No, but comparing motorcycling to mountain biking is not sensible either. Sure, they both have 2 wheels and suspension, but that is about it.

I have tried the moto helmet thing for a year. I ran arguably the best moto helmet made, an Arai VX3-Pro. It is exceptionally light for a motorcycle helmet but it was not the best biking helmet for a few reasons.

1. Weight and size. The helmet is considerably larger and heavier than my new D3. This creates fatigue, which can increase the chances of an accident.

2. Visibility. Surprisingly, I lost periferal vision with the moto helmet.

3. Cooling. Since moto helmets are subject to more strict puncture requirements, venting is often limited. In the case of the Arai, it depends on creating pockets of low pressure around the rear vents which creates a vacuum to draw out the warm air. Typically, speeds are not consistently high enough on a bike to adequately vent. Higher temps = more fatigue

I spent a week in Whistler with the Arai, temps were perfect, about 70. I'm from Phoenix, so thiese were cool temps for me. I was sweating like a pig.

This year, I was on my D3, and I was more than impressed. The helmet vents very well, I have greater visability, and it is light. It also has a smaller profile. All of these things combine to make a more comfortable helmet.

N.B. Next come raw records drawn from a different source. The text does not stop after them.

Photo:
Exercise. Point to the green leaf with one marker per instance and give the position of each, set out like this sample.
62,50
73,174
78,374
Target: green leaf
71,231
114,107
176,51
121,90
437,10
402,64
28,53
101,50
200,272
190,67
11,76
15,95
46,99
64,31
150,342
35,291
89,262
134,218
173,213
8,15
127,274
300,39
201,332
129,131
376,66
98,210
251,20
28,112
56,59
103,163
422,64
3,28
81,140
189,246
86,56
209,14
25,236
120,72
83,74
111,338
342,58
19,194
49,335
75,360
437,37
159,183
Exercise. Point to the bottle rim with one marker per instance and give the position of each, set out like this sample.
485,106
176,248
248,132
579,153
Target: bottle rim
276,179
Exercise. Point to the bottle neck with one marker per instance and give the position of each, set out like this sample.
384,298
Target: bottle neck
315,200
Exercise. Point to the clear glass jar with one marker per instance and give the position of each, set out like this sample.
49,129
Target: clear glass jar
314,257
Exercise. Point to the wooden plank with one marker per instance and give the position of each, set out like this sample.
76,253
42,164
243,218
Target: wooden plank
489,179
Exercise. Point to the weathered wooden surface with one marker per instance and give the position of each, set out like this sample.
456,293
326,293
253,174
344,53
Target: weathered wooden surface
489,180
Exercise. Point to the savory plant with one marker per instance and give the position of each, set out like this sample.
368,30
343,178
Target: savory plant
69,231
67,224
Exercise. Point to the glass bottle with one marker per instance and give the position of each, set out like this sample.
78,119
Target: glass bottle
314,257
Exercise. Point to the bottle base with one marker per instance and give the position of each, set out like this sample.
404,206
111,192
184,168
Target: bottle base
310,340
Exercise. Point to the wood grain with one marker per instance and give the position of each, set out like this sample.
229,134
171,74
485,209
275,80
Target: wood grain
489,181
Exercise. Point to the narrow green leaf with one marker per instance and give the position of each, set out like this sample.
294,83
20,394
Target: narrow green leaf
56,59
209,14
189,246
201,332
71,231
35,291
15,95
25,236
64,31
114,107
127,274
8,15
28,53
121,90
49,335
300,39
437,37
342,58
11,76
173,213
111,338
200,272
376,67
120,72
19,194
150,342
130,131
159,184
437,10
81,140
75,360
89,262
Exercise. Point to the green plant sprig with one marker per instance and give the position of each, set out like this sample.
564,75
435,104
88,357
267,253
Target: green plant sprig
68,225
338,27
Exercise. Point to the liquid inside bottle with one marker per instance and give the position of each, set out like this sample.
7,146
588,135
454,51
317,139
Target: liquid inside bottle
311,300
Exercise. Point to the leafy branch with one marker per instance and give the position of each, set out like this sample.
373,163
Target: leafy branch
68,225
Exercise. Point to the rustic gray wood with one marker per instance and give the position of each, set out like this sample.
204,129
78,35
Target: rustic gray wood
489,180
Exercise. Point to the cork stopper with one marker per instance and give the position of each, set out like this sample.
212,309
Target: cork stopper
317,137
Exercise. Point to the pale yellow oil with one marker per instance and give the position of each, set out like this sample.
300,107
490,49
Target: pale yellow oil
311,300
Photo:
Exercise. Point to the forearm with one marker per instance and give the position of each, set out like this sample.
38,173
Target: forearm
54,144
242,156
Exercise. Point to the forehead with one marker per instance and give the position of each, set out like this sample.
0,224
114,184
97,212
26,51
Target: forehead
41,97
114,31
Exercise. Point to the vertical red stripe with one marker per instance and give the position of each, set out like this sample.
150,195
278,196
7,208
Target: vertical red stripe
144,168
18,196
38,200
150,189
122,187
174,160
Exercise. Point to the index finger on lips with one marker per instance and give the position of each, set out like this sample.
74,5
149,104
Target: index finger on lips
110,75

To say a moto helmet is safer is certainly debatable, and it has been done more times than anyone cares. I have come around to see that the new wave of bicycle helmets are very well built. I'm curious to see this new Specy helmet.


----------



## Freerydejunky (Sep 21, 2006)

I would never pay that much for a full face helmet. Think about all the times you crash hard. Smash your dome? Replace that bad boy. 

I'll stick with my Bell Drops and Giro Remedys on close out for 50 bucks any day.


----------



## chauzie (Mar 8, 2010)

motormonkeyr6 said:


> I would never pay that much for a full face helmet. Think about all the times you crash hard. Smash your dome? Replace that bad boy.
> 
> I'll stick with my Bell Drops and Giro Remedys on close out for 50 bucks any day.


That's true. Main difference between the expensive Spesh and the $50 is venting. Putting vents in a helmet while still meeting safety specifications takes lots of R&D (aka, money).

I'm a skinny guy, don't sweat as much as the big boys, so a 661 with a couple vents is fine with me, up to 90F degree. Beyond 90F and I don't ride, just too hot.

I don't know how some of you guys can wear moto helmet. I've tried that route. Not happening again. Heat is unbearable. Vision is more restrictive. And it's heavy as hell, which means fatigue.


----------



## scottybinwv (Jun 29, 2010)

Looks good, my 1st gen Carbon Deviant has saved my grill at least once. 

Would get one in the future as a replacement when the time comes. I don't mind spending $$ on safety.


----------